In this final installment of my smart home deep dive on Matter and Thread, I cover a ton of practical advice on how to set yourself up for success with Matter. Even if you aren’t using Home Assistant and are entirely into Apple Home, Google Home, etc. the last section on mDNS tips can be killer for solving your Matter issues.
You can check out the other posts in this series:
- What is Matter?
- What is Thread?
- The Thread Network Mess
- Thread IPv6 Addressing
- What is Multicast?
- Discovering Your Matter Devices with mDNS
- Decoding Home Assistant IPv6 Addresses
- Exploring IPv6 Routing Details
- Home Assistant Matter IPv6 Routing Failover
Part 3: Smart Home Matter and Thread Deep Dive
- Home Assistant Deployment Model for Matter
- Home Assistant Matter Controller Logs
- Proxmox IPv6 Tips
- mDNS Networking Tips
Home Assistant Deployment Model for Matter
If you want to use Matter devices with Home Assistant I would STRONGLY urge you to only consider using HAOS and no other deployment models such as container, supervised or core. And if you really want the solution with the least risk, don’t throw in a hypervisor in the mix. Run HAOS bare metal on your favorite mini PC, used thin client, etc. Check out my article Hands On: Beelink Mini-PCs for Proxmox, Home Assistant and Plex for mini-PC ideas.
Why only use HAOS? HAOS has kernel level tweaks in the networking stack to ensure the best possible mDNS and IPv6 routing experience. As shown with the IPv6 failover bug in HASO 11.0 and earlier, having kernel level optimization is key. Matter IPv6 routing failover went from 30+ minutes to a couple of seconds with the working kernel patch.
If you use your own OS or roll your own Docker deployment you are asking for all kinds of potential headaches that you may pull your hair out over and think Matter or Home Assistant is horrible. HAOS takes care of all that for you. Plus, hypervisors like Proxmox can interfere with IPv6 routing and even with HAOS create issues. But keep reading for my Proxmox tips if you do want to go down that path. I run HAOS on Proxmox 8 without issue.
Home Assistant Matter Controller Logs
Home Assistant has a log dedicated to Matter which you can view in the UI. You can find it at:
Settings -> System -> Logs -> Matter Server (upper right drop down menu)
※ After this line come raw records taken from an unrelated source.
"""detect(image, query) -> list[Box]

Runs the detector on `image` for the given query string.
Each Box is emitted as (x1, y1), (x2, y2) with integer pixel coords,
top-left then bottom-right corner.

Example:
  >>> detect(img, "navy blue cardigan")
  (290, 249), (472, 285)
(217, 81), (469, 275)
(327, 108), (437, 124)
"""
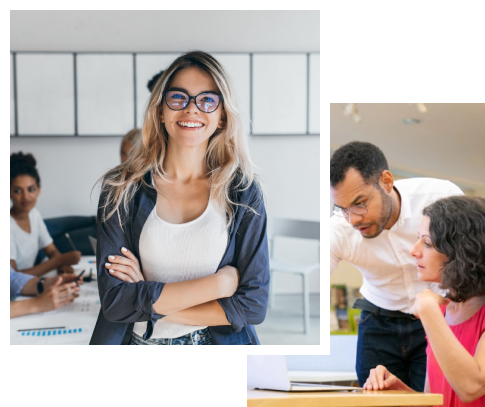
(90, 172), (269, 345)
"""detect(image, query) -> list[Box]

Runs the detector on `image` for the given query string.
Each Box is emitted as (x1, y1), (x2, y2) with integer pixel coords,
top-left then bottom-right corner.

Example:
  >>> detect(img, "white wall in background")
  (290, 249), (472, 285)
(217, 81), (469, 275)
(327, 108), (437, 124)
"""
(10, 11), (320, 293)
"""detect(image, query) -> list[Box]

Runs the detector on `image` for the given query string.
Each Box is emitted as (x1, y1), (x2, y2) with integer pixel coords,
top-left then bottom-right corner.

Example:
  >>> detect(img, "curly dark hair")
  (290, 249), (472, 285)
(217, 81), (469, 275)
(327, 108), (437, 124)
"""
(147, 71), (164, 93)
(423, 196), (485, 302)
(330, 141), (389, 187)
(10, 151), (40, 187)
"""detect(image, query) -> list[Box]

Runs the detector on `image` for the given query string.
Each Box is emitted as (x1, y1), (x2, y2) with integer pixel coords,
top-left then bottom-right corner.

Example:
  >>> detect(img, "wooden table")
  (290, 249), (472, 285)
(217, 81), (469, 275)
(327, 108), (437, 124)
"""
(247, 390), (443, 407)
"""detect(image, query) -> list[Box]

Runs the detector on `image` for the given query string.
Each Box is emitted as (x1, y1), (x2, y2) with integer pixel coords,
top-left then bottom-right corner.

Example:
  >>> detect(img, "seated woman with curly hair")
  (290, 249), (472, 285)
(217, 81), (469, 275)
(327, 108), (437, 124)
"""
(363, 196), (485, 407)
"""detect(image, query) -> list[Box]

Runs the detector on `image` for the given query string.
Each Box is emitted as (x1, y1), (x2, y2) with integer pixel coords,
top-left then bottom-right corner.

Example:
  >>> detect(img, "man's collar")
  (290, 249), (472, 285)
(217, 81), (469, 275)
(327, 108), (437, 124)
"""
(391, 185), (412, 230)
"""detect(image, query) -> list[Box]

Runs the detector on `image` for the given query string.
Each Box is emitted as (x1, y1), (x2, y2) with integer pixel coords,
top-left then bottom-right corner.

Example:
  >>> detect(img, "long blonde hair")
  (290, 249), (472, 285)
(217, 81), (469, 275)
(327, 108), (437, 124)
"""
(101, 51), (262, 227)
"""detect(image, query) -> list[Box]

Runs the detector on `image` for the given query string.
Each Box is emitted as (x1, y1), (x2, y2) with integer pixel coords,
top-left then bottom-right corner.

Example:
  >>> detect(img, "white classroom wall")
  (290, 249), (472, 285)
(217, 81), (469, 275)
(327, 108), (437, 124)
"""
(10, 11), (322, 293)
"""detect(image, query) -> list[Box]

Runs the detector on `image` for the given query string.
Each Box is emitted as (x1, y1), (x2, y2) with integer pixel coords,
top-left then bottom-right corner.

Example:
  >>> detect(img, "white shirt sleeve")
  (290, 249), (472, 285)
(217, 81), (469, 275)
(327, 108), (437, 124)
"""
(10, 222), (18, 261)
(33, 208), (53, 249)
(448, 181), (465, 196)
(330, 225), (343, 273)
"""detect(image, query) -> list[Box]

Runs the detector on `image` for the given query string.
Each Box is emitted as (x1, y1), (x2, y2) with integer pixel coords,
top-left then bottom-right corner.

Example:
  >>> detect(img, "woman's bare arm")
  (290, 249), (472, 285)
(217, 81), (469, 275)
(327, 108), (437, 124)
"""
(163, 300), (230, 326)
(105, 249), (239, 318)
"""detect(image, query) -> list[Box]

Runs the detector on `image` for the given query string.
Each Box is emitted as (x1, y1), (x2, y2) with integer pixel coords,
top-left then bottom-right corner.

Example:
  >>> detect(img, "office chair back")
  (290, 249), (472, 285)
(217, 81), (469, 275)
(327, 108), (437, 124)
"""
(273, 218), (320, 240)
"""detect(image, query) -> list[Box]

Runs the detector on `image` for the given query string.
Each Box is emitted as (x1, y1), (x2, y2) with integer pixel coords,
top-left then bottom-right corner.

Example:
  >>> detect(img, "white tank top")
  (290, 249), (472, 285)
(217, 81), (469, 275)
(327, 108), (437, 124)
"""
(133, 200), (228, 338)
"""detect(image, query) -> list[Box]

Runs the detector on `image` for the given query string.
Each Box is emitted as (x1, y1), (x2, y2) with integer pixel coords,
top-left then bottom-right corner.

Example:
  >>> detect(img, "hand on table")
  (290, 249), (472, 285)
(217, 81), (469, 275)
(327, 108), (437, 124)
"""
(57, 266), (74, 275)
(44, 274), (84, 291)
(104, 247), (145, 283)
(362, 365), (401, 390)
(34, 276), (80, 312)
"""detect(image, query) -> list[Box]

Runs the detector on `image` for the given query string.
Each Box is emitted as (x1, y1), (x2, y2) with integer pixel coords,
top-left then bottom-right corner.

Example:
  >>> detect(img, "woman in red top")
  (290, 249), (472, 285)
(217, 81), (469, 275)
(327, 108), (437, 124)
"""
(363, 196), (485, 407)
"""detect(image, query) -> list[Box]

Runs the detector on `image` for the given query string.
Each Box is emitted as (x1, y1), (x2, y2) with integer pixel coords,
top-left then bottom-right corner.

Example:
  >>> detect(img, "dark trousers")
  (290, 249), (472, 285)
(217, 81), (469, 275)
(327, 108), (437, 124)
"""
(355, 310), (427, 392)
When looking through the Matter logs to try and debug Matter issues, keep your eye on two kinds of events: mDNS timeouts, and re-subscription errors. Here’s an example of a mDNS timeout entry:
core-matter-server matter_server.server.device_controller.[node 30] INFO Previous subscription failed with Error: 50, re-subscribing in 537909 ms... core-matter-server chip.DIS ERROR Timeout waiting for mDNS resolution.
This error is usually indicative of a networking issue. This could range from mDNS issues to IPv6 routing problems. I cover some tips below for mDNS issues.
Another source of errors is related to subscriptions and re-subscriptions. This is when the Matter controller loses communications with a Matter device and tries to reconnect. Now some amount of re-subscriptions is normal, and if they self resolve within a few minutes, I would not worry. This can happen if your Thread network topology changes, for instance.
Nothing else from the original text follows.